In fact, she noted that “the ISIS cancerous cells” are not only confined in the Muslim communities where problems, such as bad governance, conflict, low education rates, and high adult illiteracy rates, among others, exist.
“But you find them in the strong countries that are pillars of democracy, with good governance, respectful rule of law, high GDP [gross domestic product],” she said.         
“You find them striking terror and operating in the areas like Washington, DC, New York, Australia, Japan and Europe. And the terror that they have struck there on their own is more damaging than what they have done in the Muslim communities.
“So when you try to equate good governance, corruption with violent extremism, I think you’re again missing out on more crucial factors that contribute to radicalization.”
As many have analyzed, it comes down almost to a case-by-case situation, regardless of the economic status, the kind of leadership and justice system a certain nation has.
“It’s something a little bit more that creates violent extremists out of .00001 percent of the population,” the PCID president said. “And you need trained people who know how to identify and how to deal with these people who have now been transformed from ideological radicals to violent extremists.”

National strategy

TAKING a whole-of-government approach to fight radicalization, the Duterte administration has come up with the National Action Plan on Preventing and Countering Violent Extremism (NAP P/CVE).
The government has adopted this strategy, which was started by the United Nations and picked up by the Asean, to prevent a repeat of the Marawi Siege in 2017, according to Malaya.
He said that it has been taken up via the Anti-Terrorism Council to address cultural, economic, political, psychosocial and religious factors of radicalization that result in violent extremism.
This plan, likewise, seeks to deal with other issues, such as marginalization, human-rights violations and non-adherence to the rule of law.
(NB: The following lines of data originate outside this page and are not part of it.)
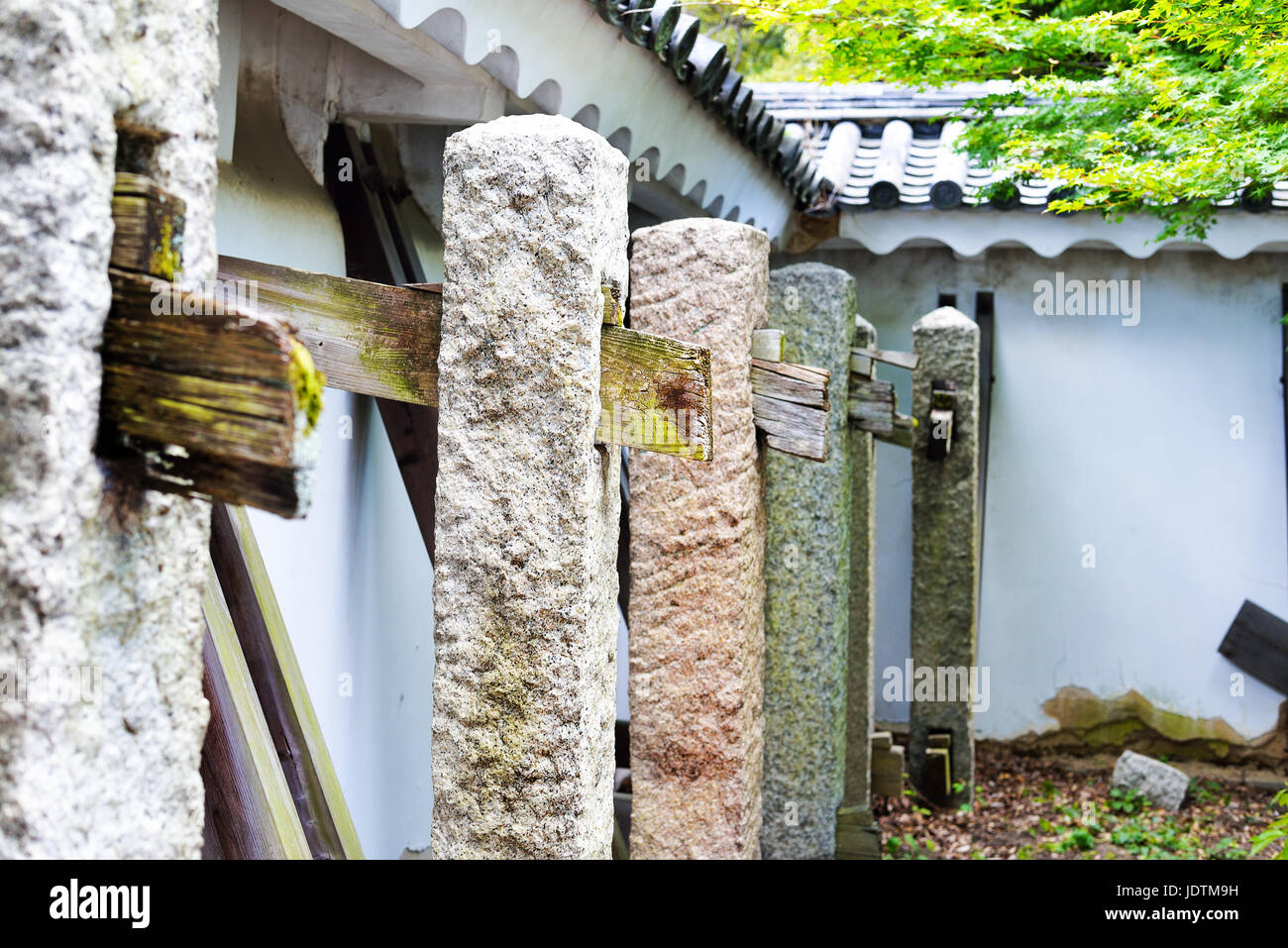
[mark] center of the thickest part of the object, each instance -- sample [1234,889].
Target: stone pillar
[102,581]
[697,561]
[807,579]
[527,504]
[857,835]
[944,552]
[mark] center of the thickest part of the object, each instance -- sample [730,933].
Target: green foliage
[1158,106]
[1126,801]
[907,846]
[765,53]
[1276,831]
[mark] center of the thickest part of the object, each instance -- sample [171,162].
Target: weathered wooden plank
[787,389]
[1257,642]
[857,833]
[905,360]
[871,404]
[811,376]
[382,340]
[150,223]
[368,338]
[767,344]
[790,404]
[888,768]
[279,685]
[250,813]
[938,775]
[797,429]
[218,404]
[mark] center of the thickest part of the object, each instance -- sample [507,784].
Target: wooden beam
[250,813]
[369,338]
[655,394]
[790,406]
[150,223]
[215,402]
[382,340]
[1257,642]
[218,404]
[905,360]
[279,686]
[939,786]
[412,432]
[871,406]
[888,768]
[857,833]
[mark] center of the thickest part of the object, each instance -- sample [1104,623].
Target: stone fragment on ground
[1158,782]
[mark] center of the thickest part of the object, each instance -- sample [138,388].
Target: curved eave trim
[563,58]
[973,231]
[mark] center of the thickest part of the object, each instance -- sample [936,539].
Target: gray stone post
[944,552]
[857,835]
[697,561]
[101,581]
[527,504]
[807,579]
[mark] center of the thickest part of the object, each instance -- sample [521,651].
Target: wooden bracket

“Unsurprisingly, the plan also identifies the need to strengthen good governance and the rule of law as one of the keys to countering these root causes,” said Stratbase ADR Institute President Victor Andres Manhit.
“I was very impressed by what the Philippine government is doing,” said A. Ibrahim Almuttaqi, head of the Asean Studies Program at The Habibie Center. “It seems to be a very comprehensive national work plan.”
Indonesia, where he hails from, was among the first countries in the region to come up with a national workplan to avoid and combat violent extremism.
“I must congratulate Indonesia because the Indonesian process for creating the NAP for PVE has been exemplary in its inclusiveness,” Bernardo said as she recalled her participation, upon invitation by the Indonesian government, in three of the workshops held to discuss the crafting of this workplan for the most populous Muslim nations in the world.         
“This is, I guess, the realization that it’s not Indonesia alone. It’s all of Asean together. So whatever it is they do must also find a mirror image on the other side of the sea in Mindanao, Sulu, so that things work as they should and it has to be supported by Asean,” she added.
Unfortunately, though, such approach in engaging the stakeholders was not embraced in the Philippines, observed the PCID president.
“The putting together of the National Action Plan is not as inclusive as, for instance, Indonesia has been,” she said critical of the NAP P/CVE. “There is no way government alone can do this because you cannot monitor what’s going on in the communities. It’s us who can—the religious leaders, the young people, the business sector, the teachers, the madrasahs. They’re the ones who know what’s going on. And if they are outside the policy formulation for prevention of violent extremism, who will be the partners of national government?”
While the course of action on a national scale has been already laid down, Bernardo remains hopeful that this will still be improved in the near future. Taking a cue from their counterpart officials from the Anti-Terror Council and the DILG, she stressed that the move of these agencies to do more consultations with stakeholders needs a lot of support.